Pauline McLean | 14:12 UK time, Friday, 23 October 2009

Eventually made it along to see the much acclaimed touring production of Chitty Chitty Bang Bang when it arrived at the Kings Theatre in Glasgow.

Originally adapted for the stage by Adrian Noble almost a decade ago, it consistently tops friends and colleagues' lists of must see stage shows.

Noble has done a fine job of honing down both the Ian Fleming story and the Roald Dahl script into a much less flabby affair than the film - although at two hours and 20 minutes, it's still a bit of a marathon.

It seems as if everyone who's anyone has had a part to play in the production since it was first staged in 2002. From Michael Ball and Jason Donovan as Caractacus Potts to Wayne Sleep, Alvin Stardust and Richard O'Brien - who was surely made for the role of the Childcatcher (although no-one has quite topped the sinister movements of ballet dancer Robert Helpmann in the original film).

Our show is an unstarry event - and no bad thing for it. Just Barbara Rafferty hamming it for the home crowd and everyone else slick and polished after weeks on tour together. And the star, after all, is the car, and it doesn't disappoint.

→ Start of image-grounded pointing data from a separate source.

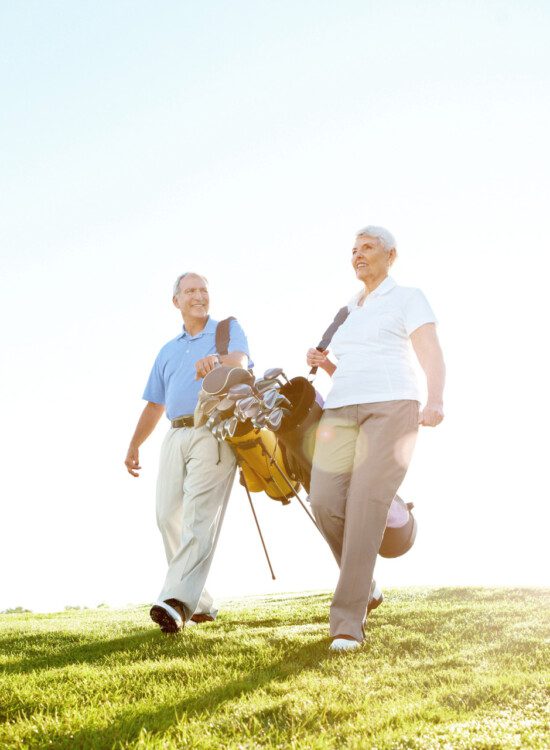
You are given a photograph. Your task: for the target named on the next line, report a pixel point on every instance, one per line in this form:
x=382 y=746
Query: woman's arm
x=428 y=350
x=315 y=358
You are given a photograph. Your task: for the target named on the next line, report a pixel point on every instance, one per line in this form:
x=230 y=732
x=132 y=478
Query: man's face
x=192 y=299
x=369 y=258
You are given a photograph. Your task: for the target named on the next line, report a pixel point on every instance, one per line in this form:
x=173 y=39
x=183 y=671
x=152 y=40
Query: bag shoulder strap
x=222 y=335
x=339 y=318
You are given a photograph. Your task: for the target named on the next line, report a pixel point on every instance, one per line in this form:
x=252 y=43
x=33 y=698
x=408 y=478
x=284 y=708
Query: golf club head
x=241 y=390
x=252 y=411
x=274 y=419
x=260 y=420
x=226 y=404
x=232 y=425
x=209 y=405
x=213 y=420
x=264 y=385
x=269 y=398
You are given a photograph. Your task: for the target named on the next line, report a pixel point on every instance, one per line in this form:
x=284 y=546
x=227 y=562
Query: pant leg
x=331 y=473
x=388 y=432
x=207 y=482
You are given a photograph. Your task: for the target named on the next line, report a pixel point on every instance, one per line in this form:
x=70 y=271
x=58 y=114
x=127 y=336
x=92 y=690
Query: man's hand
x=431 y=415
x=206 y=365
x=132 y=461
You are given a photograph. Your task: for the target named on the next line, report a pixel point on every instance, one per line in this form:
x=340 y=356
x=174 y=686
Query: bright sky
x=248 y=141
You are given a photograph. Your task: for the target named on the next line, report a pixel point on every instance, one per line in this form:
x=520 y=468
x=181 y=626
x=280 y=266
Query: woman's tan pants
x=362 y=453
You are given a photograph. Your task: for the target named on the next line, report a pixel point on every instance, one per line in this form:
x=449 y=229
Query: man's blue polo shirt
x=172 y=379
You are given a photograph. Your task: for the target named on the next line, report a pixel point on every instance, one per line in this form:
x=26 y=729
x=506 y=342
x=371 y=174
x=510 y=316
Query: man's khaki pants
x=195 y=479
x=361 y=457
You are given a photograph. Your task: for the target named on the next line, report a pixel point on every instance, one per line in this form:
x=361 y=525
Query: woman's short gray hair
x=182 y=276
x=385 y=237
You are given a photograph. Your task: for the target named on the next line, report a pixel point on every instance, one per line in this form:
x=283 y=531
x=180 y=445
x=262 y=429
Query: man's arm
x=315 y=358
x=146 y=424
x=428 y=350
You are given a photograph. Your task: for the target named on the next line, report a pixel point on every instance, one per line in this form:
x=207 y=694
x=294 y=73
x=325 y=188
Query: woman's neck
x=370 y=286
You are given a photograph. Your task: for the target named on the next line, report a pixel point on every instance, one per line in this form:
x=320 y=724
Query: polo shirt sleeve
x=237 y=341
x=154 y=390
x=417 y=311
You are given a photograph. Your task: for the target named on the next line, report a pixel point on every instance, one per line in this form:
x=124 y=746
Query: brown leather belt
x=185 y=421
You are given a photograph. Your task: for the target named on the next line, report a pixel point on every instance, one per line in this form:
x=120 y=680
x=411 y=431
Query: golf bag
x=259 y=456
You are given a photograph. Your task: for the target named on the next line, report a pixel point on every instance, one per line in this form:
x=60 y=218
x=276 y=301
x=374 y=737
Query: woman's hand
x=315 y=358
x=431 y=415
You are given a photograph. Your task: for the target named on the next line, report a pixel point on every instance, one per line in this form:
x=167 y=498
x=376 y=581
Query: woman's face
x=369 y=258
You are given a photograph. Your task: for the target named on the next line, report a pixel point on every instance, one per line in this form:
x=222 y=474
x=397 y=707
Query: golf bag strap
x=222 y=335
x=339 y=318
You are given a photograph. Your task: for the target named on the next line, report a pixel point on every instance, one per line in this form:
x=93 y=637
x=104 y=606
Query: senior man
x=196 y=472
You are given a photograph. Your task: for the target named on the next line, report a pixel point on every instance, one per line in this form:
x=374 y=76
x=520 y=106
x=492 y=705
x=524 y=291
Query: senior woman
x=368 y=429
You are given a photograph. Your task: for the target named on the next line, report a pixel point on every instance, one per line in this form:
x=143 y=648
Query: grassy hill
x=442 y=668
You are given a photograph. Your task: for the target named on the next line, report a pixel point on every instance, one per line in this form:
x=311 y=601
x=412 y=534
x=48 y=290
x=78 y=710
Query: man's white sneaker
x=344 y=644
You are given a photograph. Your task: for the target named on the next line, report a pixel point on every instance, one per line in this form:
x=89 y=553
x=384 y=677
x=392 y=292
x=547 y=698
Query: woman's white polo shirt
x=373 y=347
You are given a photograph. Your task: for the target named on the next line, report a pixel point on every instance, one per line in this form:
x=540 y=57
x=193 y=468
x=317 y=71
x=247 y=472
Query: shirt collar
x=210 y=327
x=386 y=286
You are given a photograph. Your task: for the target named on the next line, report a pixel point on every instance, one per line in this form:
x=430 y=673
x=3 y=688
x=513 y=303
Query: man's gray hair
x=385 y=237
x=182 y=276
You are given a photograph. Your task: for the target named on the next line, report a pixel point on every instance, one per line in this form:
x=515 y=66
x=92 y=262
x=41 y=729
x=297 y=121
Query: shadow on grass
x=127 y=726
x=44 y=651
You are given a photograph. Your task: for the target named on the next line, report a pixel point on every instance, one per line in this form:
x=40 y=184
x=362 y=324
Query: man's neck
x=193 y=326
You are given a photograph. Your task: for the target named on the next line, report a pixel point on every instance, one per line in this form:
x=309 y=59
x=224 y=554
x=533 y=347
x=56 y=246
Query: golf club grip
x=314 y=369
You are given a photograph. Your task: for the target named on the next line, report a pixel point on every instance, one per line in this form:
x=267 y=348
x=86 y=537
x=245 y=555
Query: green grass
x=442 y=668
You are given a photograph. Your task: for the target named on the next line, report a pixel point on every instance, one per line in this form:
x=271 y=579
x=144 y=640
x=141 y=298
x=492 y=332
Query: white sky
x=248 y=141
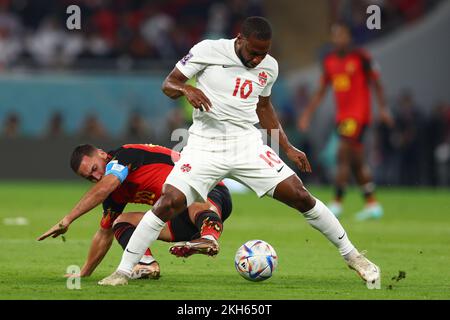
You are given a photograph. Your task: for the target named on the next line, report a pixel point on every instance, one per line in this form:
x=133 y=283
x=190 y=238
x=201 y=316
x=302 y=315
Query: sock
x=339 y=193
x=322 y=219
x=368 y=190
x=146 y=232
x=209 y=224
x=123 y=232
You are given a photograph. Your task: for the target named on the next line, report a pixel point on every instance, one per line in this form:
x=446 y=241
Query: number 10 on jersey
x=245 y=89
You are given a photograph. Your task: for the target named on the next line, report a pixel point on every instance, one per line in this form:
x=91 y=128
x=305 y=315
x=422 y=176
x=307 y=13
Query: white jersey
x=232 y=88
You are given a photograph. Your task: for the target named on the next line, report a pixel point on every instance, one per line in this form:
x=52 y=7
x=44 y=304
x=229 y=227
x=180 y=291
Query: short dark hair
x=78 y=153
x=258 y=27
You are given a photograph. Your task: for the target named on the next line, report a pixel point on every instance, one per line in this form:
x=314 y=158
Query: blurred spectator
x=113 y=30
x=45 y=45
x=56 y=126
x=137 y=129
x=11 y=126
x=92 y=129
x=10 y=48
x=437 y=147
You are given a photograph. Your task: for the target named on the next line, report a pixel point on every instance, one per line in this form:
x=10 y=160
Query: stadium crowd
x=131 y=34
x=117 y=34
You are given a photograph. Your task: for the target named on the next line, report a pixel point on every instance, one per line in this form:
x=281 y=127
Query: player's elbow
x=168 y=91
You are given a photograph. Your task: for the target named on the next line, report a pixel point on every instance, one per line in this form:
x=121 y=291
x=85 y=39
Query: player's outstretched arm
x=174 y=86
x=95 y=196
x=101 y=242
x=269 y=121
x=305 y=119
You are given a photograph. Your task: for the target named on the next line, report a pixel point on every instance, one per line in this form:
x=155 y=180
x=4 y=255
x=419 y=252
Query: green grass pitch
x=414 y=237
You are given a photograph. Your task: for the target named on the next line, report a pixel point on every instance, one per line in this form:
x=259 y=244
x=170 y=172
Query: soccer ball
x=256 y=260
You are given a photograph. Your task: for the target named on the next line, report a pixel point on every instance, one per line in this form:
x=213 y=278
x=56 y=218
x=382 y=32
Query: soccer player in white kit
x=234 y=82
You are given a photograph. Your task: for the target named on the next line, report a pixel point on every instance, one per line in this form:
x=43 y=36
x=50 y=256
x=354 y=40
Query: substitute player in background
x=234 y=82
x=350 y=71
x=135 y=173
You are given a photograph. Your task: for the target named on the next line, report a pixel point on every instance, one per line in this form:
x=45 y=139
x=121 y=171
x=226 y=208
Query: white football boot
x=367 y=270
x=146 y=271
x=115 y=279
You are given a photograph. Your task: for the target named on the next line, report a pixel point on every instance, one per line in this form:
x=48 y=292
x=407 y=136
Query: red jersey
x=350 y=75
x=148 y=167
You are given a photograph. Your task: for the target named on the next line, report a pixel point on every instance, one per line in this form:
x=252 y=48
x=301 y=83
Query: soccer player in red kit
x=350 y=72
x=135 y=173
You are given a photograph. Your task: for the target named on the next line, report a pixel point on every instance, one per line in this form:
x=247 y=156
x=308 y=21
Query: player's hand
x=197 y=98
x=299 y=158
x=303 y=122
x=386 y=118
x=58 y=229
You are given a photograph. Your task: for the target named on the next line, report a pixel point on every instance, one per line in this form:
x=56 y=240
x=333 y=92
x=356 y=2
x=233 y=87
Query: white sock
x=322 y=219
x=146 y=232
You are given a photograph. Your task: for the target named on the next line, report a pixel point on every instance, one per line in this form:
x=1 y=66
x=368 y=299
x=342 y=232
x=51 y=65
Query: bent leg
x=171 y=203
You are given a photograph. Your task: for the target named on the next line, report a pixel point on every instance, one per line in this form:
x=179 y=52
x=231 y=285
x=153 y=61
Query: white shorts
x=204 y=162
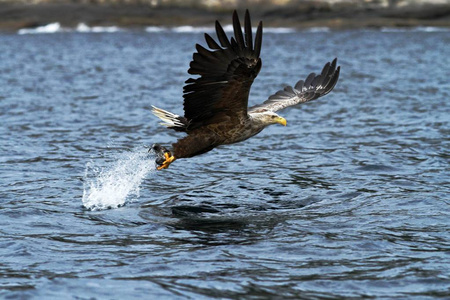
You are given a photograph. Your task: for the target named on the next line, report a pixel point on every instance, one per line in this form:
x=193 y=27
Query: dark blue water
x=351 y=199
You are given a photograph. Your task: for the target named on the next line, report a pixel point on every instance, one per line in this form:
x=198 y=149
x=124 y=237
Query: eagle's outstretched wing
x=226 y=74
x=311 y=88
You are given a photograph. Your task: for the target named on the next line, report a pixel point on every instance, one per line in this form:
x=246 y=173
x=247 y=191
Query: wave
x=57 y=28
x=210 y=29
x=118 y=182
x=415 y=29
x=83 y=28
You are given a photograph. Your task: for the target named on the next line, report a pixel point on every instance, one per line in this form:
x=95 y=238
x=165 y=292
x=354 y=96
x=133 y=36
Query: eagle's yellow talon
x=167 y=162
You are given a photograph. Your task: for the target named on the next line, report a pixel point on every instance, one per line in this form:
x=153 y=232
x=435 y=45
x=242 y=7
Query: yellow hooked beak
x=281 y=121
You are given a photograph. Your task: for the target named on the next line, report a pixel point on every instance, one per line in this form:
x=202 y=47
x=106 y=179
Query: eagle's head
x=268 y=118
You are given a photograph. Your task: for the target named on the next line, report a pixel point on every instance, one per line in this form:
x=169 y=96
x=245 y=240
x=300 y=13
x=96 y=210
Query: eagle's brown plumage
x=216 y=103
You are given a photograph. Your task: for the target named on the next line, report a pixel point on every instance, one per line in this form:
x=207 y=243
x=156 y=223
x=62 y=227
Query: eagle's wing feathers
x=226 y=74
x=313 y=87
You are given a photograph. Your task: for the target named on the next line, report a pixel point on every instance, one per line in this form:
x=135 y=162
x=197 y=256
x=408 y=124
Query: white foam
x=415 y=29
x=85 y=28
x=318 y=29
x=156 y=29
x=117 y=184
x=201 y=29
x=49 y=28
x=192 y=29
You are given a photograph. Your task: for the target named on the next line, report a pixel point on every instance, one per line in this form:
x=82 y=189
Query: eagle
x=216 y=108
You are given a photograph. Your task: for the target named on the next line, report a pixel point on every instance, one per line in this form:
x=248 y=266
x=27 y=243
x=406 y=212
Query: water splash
x=113 y=186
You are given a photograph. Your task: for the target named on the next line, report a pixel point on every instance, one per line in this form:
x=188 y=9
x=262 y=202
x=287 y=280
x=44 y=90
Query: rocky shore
x=298 y=14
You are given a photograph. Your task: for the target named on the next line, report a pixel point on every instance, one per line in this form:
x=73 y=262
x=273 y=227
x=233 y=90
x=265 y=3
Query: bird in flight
x=216 y=108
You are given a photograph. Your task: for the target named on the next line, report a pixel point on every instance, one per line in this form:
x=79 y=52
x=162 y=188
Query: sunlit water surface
x=351 y=199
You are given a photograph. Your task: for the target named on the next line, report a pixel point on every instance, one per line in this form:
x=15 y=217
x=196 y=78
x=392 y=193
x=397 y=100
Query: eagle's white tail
x=171 y=120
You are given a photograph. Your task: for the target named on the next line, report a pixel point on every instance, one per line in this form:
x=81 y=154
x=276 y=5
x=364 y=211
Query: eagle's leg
x=163 y=156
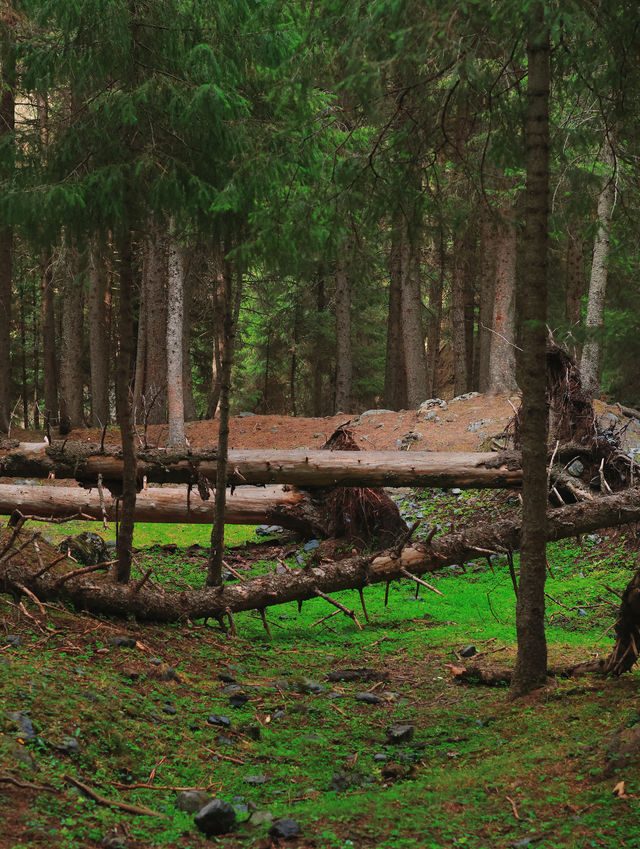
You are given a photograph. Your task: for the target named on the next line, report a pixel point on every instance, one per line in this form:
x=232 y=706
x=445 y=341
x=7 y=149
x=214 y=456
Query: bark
x=154 y=400
x=502 y=352
x=7 y=124
x=71 y=343
x=174 y=337
x=103 y=597
x=395 y=381
x=531 y=663
x=125 y=414
x=591 y=353
x=49 y=364
x=274 y=505
x=214 y=566
x=99 y=348
x=344 y=362
x=488 y=239
x=436 y=290
x=415 y=357
x=85 y=461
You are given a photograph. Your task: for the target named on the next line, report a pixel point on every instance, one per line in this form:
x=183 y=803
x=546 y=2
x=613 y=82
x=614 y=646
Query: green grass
x=475 y=754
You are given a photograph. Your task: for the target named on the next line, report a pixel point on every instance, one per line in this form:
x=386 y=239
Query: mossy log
x=20 y=570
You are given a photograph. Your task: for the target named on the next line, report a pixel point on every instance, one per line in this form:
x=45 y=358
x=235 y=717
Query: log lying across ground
x=99 y=595
x=272 y=505
x=85 y=461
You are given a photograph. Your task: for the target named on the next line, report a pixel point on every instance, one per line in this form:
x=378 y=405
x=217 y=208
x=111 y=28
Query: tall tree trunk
x=7 y=125
x=124 y=542
x=214 y=571
x=395 y=381
x=415 y=355
x=592 y=351
x=502 y=358
x=436 y=291
x=98 y=316
x=154 y=401
x=531 y=663
x=488 y=238
x=72 y=343
x=344 y=362
x=49 y=364
x=174 y=337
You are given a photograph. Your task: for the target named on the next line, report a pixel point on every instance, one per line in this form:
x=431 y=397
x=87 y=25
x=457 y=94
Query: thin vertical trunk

There's a collective gasp when it first appears amid a burst of stage fireworks, and again when it takes to the skies.

Soap stars

One night later, and the other end of the theatrical spectrum for a piece of theatre so small, so intimate and so up to the minute, you can perform it standing up in a pub. Westenders, the new live theatre soap is, like most soaps, set in a pub but the difference is that this show is also performed IN the pub.

Creator Ann Marie Di Mambro was inspired by the venue's lunchtime theatre programme - A Play And A Pie And A Pint - to which she contributed. She decided if audiences could turn out every week for a play, they could do the same for a soap.

She's persuaded several of her fellow writers from River City to help, and pulled together a cast of actors - including Andy Gray, Jonathan Watson, Juliet Cadzow, Greg Hemphill and Julie Wilson Nimmo - who've all agreed to take part for next to nothing.

Set in the fictional pub The Pig and the Poke, it follows bar-owner Ruby, aspiring writer husband Rabbie, Ruby's sister Pearl, mum Beryl and others. The pub - like Oran Mor - has a kindly approach to writers and there's even a cameo for writer Alasdair Gray in episode one when he orders a whisky before launching his own book upstairs.

It was standing room only for last night's opener - and despite problems with the sound which meant many people at the back of the pub couldn't hear the show - it looks like it's hooked people in for a few more episodes.

And while there was no obvious cliffhanger at the end of last night's episode, Ms Di Mambro promises a mighty cliffhanger for episode eight (on 10 December). Enough she hopes to persuade someone somewhere to commission a second series.